The Imposter (2012) from documentary director Bart Layton and producer Dimitri Doganis, is one of my favourite films. I discovered the film at an independent cinema (Films in Peel)  and found myself both surprised and delighted, as the story unfolded in front of me. Latterly, I was lucky enough to work with the line producer of ‘The Imposter’, who gave me insider information about it’s making,  further fuelling my appreciation for this film. It premièred at the 2012 Sundance Film Festival, went on to win two British Independent Film Awards, was shortlisted for an Academy Award and also won a BAFTA.
Please watch this trailer before reading on…

The film documents the almost inconceivable story of the Barclay Family in Texas, whose thirteen year old son Nicholas disappeared in 1994. Three years later, he is discovered in Spain. The young boy once so fair, now has olive skin, dark hair and his eye colour has changed from blue to brown. He speaks with a thick French accent and remembers nothing of the first thirteen years of his life in Texas. Despite all of this, the Barclays accept him as their son without question, flying him to the states and welcoming him back into the family fold.

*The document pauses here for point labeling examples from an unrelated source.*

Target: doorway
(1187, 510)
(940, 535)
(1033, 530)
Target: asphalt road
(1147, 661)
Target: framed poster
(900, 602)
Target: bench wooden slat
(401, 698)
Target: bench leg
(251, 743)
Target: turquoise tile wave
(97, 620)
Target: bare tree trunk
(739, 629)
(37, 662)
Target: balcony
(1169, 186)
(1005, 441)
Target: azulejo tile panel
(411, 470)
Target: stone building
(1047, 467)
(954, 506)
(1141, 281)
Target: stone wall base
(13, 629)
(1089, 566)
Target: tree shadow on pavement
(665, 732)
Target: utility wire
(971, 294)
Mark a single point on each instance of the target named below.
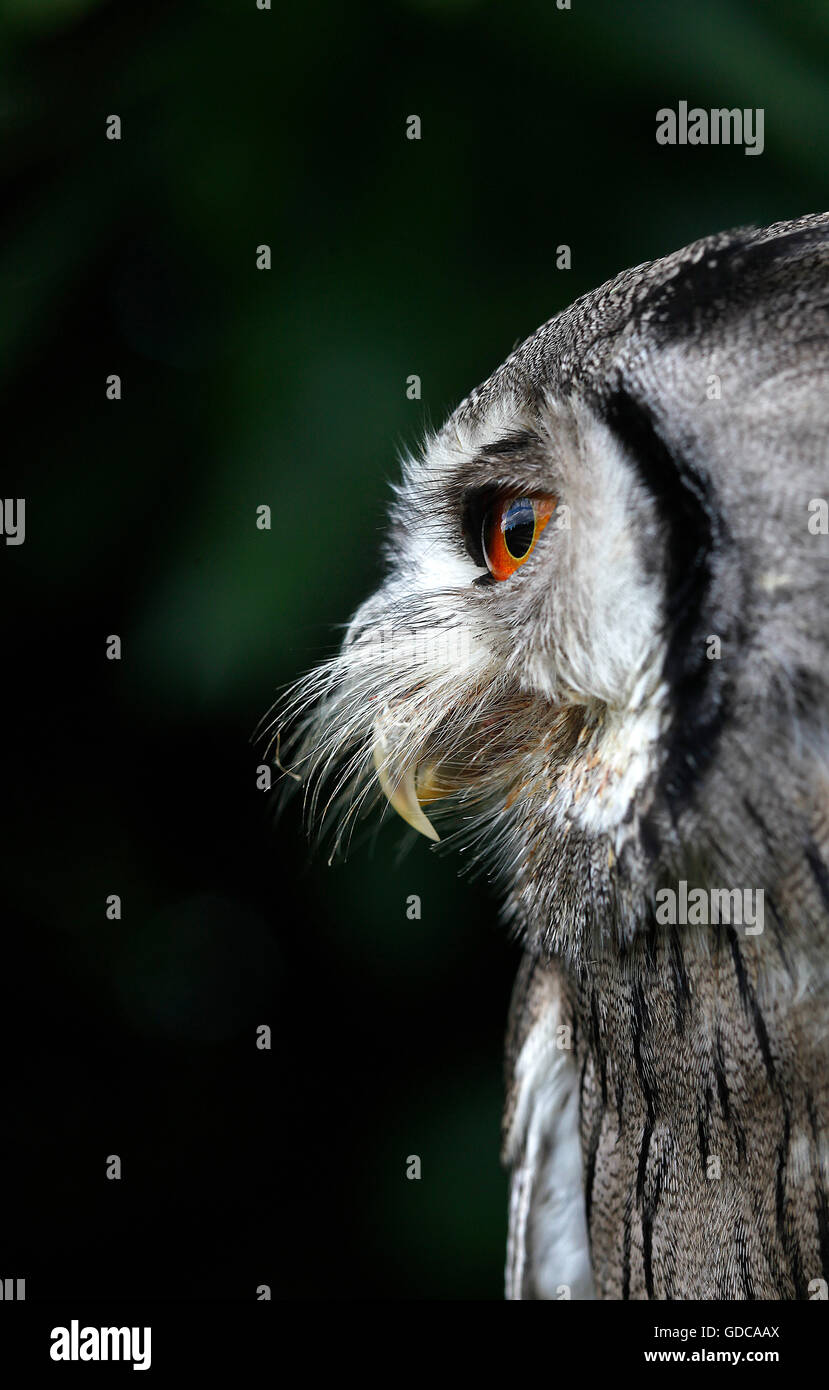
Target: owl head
(601, 651)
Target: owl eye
(509, 531)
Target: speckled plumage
(668, 1094)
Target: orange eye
(509, 531)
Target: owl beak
(402, 792)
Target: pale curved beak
(401, 791)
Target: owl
(600, 666)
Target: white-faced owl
(600, 663)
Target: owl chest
(701, 1132)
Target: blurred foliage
(287, 127)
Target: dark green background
(287, 388)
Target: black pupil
(519, 528)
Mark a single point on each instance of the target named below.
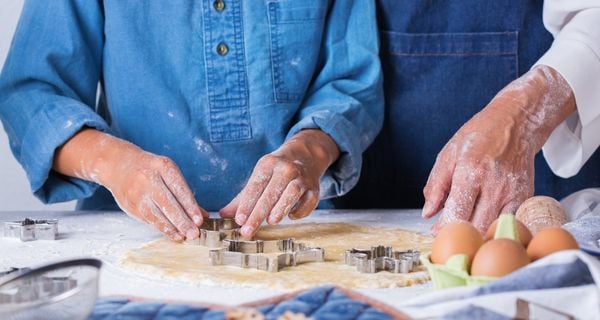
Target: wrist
(537, 102)
(311, 146)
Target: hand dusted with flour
(488, 166)
(285, 182)
(147, 187)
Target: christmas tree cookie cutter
(214, 231)
(270, 263)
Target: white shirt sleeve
(575, 54)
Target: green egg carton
(455, 273)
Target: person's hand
(284, 183)
(487, 168)
(147, 187)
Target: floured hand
(487, 168)
(284, 183)
(147, 187)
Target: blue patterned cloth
(317, 303)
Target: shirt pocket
(296, 29)
(434, 83)
(445, 77)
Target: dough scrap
(168, 260)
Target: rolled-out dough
(168, 260)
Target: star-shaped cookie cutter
(382, 258)
(29, 229)
(214, 231)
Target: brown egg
(499, 257)
(550, 240)
(455, 238)
(540, 212)
(524, 233)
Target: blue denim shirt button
(222, 49)
(219, 5)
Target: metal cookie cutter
(264, 246)
(29, 230)
(214, 230)
(35, 288)
(218, 257)
(382, 258)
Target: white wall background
(14, 187)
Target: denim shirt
(214, 85)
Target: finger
(460, 203)
(438, 185)
(229, 210)
(292, 194)
(251, 193)
(486, 211)
(512, 206)
(151, 214)
(166, 202)
(265, 204)
(174, 180)
(305, 206)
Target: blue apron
(443, 62)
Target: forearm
(90, 155)
(312, 146)
(538, 101)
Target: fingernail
(246, 230)
(240, 219)
(426, 209)
(197, 220)
(191, 234)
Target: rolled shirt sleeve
(345, 100)
(48, 89)
(575, 54)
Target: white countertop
(106, 235)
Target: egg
(540, 212)
(524, 233)
(499, 257)
(456, 238)
(550, 240)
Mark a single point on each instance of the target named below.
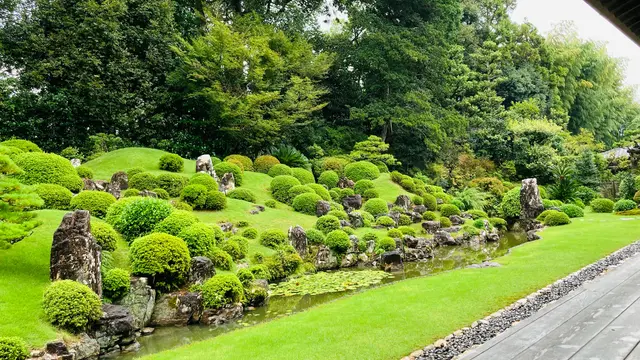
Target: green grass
(391, 321)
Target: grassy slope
(391, 321)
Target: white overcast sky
(545, 14)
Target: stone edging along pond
(483, 330)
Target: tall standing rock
(75, 255)
(530, 201)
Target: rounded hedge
(162, 257)
(71, 305)
(361, 170)
(279, 170)
(116, 283)
(602, 205)
(96, 202)
(42, 168)
(264, 163)
(338, 241)
(140, 216)
(105, 235)
(376, 206)
(306, 203)
(172, 183)
(273, 238)
(221, 290)
(54, 196)
(143, 181)
(329, 179)
(280, 186)
(177, 221)
(227, 167)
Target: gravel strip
(487, 328)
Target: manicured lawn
(392, 321)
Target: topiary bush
(602, 205)
(376, 206)
(143, 181)
(361, 170)
(161, 257)
(273, 238)
(41, 168)
(54, 196)
(96, 202)
(176, 222)
(227, 167)
(280, 186)
(71, 305)
(306, 203)
(338, 241)
(243, 194)
(116, 283)
(221, 290)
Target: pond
(445, 258)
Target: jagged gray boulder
(75, 254)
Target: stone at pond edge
(75, 255)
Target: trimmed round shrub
(227, 167)
(449, 209)
(116, 283)
(84, 172)
(172, 183)
(279, 170)
(624, 205)
(171, 162)
(303, 175)
(161, 257)
(176, 222)
(572, 210)
(23, 145)
(306, 203)
(41, 168)
(329, 179)
(315, 237)
(246, 162)
(54, 196)
(205, 180)
(327, 223)
(105, 235)
(13, 348)
(220, 259)
(273, 238)
(195, 195)
(385, 221)
(338, 241)
(222, 290)
(243, 194)
(602, 205)
(141, 215)
(361, 170)
(362, 186)
(280, 186)
(376, 206)
(143, 181)
(555, 218)
(215, 200)
(264, 163)
(71, 305)
(96, 202)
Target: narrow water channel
(445, 258)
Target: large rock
(177, 309)
(140, 300)
(298, 239)
(75, 255)
(530, 201)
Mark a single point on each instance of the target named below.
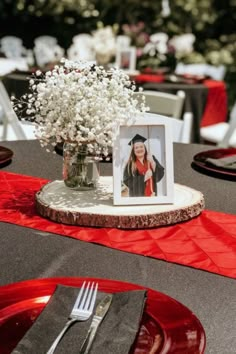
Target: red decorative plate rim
(199, 161)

Two stills from The Imposter (2012)

Two stills from The Imposter (2012)

The new Nicolas is in fact 23-year-old Frenchman Frédéric Bourdin, con artist and chameleon whose deception we follow in the film. As the story develops, we discover Frédéric’s con itself is inadvertently caught up in a much bigger secret world of larger lies, which even Frédéric couldn’t have anticipated. With a story so bizarre and extraordinary, any film documenting this sequence of events would make interesting viewing. However, it’s the stylistic and structural elements Layton utilises which make this film so unusual and brilliant.


The Imposter is beautifully shot offering the high production values we’d expect from cinematic entertainment. It’s a film like nothing I’d seen before, visually and structurally it’s presented as a work of cinema rather than the traditional documentary format I was accustomed to. It uses a cocktail of re-enactments, subjective first-person interviews, news broadcasts and creepy, genuine home movie footage to create a vivid account of the story.

Bart Layton Director of The Imposter

Bart Layton Director of The Imposter

In an interview, when asked why he decided to create a documentary, Layton explained, ‘The film was presented as a documentary to preserve the truth of the story.’ To me the dramatised elements add to this truth. They’ve not just been put in for the sake of it, they are a visual extension of each character’s subjective story telling. The reconstruction footage re-enforces the individual’s account, meaning we are literally viewing what they recall, what they imagine and what they believe to be true. Periodically the voice over from the interviews will unexpectedly enter the reconstruction world, where by the voice of the interviewee emerges from tan actors mouth with exact lip syncing. I find the subtle implementation of this device exciting. It cleverly reminds us we are watching an entirely subjective account.

Unusually, the interviews are shot with the subject’s eye contact almost directly down the lens. We feel confronted and implicated in the con. As each interviewee tells their isolated recollection of events chronologically, we find ourselves in the enjoyable position of knowing more than any individual speaking. We also feel as if we are the Imposter’s confidant, the parallel editing between each subjective account re-enforces this, building tension.

Beverley Barcley (mother of Nick Barclay) Still from The Imposter 2012

Beverley Barcley (mother of Nick Barclay) still from The Imposter 2012

As with a traditional feature structure, The Imposter can be divided into three acts, of approximately 30 minutes in length. The first act introduces us to both the family and Frédéric Bourdin and sets the foundations for the con. The second act shows the executing of the con and the family’s acceptance of Frédéric and the third act portrays the unravelling of the con and conclusion. In the first two thirds of the film, Frédéric leads the audience through his story of events with direct eye contact to camera.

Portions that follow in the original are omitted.